The Institute of Chartered Accountants in England and Wales Narrative Assurance Working Party (“the ICAEW Narrative Assurance Working Party”) has published a report exploring the potential for assurance services to be extended to cover, not just the financial statements, but the whole of the annual report.

For accounting periods ending on or after 30 September 2013, all companies (except those that are small) will have to comply with the new “narrative reporting” regulations issued by the Department for Business, Innovation and Skills (BIS) which, among other things, will require all companies to prepare a strategic report, replacing the current business review.  As well as disclosing information on the company’s strategy, business model and risks, quoted companies will also have to disclose information on human rights and diversity in the strategic report and greenhouse gas emissions in their directors’ report.  

Currently there is no obligation for companies to have this information audited but these regulations will increase the attention stakeholders will pay to the “front half” of annual reports.  

The ICAEW Narrative Assurance Working Party report “The Journey: Assuring all of the Annual Report?” explores the “challenges and opportunities involved in assurance over the annual report” and is an extension of the debate held by The Institute of Chartered Accountants of Scotland (ICAS) in their discussion paper; “Balanced and reasonable” which recommended that the auditor should provide an explicit opinion that the management commentary in the annual report is balanced and reasonable and free from spin. 

As consequence of the financial crisis, more questions are being asked about the value of corporate reporting and the related assurance. Often these questions concern perceptions that the story presented by management in the narrative commentary within the annual report is not free from spin and does not provide users with an insight into the way in which the organisation is being directed.  The ICAEW comment that trust in business information can be achieved through assurance on the whole of the annual report and are of the opinion that this is also achievable. 
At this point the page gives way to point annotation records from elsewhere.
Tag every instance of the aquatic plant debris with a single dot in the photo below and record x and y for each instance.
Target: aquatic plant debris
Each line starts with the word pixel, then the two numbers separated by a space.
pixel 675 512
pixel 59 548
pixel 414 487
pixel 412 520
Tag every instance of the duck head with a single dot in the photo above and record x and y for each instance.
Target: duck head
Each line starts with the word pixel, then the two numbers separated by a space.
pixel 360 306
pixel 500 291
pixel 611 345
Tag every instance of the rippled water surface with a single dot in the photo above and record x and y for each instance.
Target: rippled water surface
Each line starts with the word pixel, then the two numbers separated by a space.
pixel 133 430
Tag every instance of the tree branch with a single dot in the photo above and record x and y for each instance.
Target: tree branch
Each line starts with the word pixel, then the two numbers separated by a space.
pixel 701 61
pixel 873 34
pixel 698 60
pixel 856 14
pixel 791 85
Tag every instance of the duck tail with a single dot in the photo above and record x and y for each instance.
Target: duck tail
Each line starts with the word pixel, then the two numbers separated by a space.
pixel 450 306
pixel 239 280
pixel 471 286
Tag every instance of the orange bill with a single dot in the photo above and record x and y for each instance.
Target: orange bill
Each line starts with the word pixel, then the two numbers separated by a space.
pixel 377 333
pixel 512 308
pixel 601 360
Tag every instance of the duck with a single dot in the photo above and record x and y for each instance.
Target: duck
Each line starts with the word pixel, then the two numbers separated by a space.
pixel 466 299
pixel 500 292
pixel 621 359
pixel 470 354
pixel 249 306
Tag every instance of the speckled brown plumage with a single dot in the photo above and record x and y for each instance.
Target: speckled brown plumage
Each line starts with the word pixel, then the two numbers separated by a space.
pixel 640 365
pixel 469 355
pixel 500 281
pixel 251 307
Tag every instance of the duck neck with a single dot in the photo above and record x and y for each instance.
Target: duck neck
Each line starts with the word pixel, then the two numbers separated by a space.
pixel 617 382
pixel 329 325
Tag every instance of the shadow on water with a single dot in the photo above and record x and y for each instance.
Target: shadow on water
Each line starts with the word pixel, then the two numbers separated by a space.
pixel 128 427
Adding to the weight of their argument, the ICAEW comment that organisations are already asking for additional assurance reports aside from the traditional audit report on the financial statements and hence this “indicates that there is a market need for more assurance than is required by law”. 

The ICAEW Narrative Assurance Working Party report puts forward four scenarios for assurance over the narrative part of the annual report:

  • No assurance is given over any part of the annual report apart from the financial statements. 
  • The audit report is accompanied by an assurance report covering one or two other aspects of the financial statements.
  • The audit report is accompanied by an assurance report covering most of the rest of the annual report.
  • A single assurance report replaces the audit and gives one opinion over the whole of the annual report. 

Details are provided for each of these proposed scenarios and an analysis of how this may be achieved.  The first scenario is the current situation for many companies and the last scenario is the ideal where there will be one provider assuring the whole of the annual report and only one opinion. 

The ICAEW Narrative Assurance Working Party recognise that there will be challenges to be addressed before assurance over the whole of the annual report can be provided.  They raise five key questions that need to be answered before “an assurance opinion is to be provided over narrative reporting at all”: 

    1. What does ‘fair, balanced, and understandable’ mean in practice?
    2. How can a business preparing an annual report, and their assurance provider, know what the content of the annual report should be?
    3. How do a business preparing an annual report, and their assurance provider, decide what is material in a narrative report?
    4. How can an assurance opinion on risk disclosures conclude that they are fair, balanced and understandable?
    5. How can an assurance opinion over forward-looking information be supported with evidence? 

The report will be followed up at a later date, exploring the issues identified in more detail.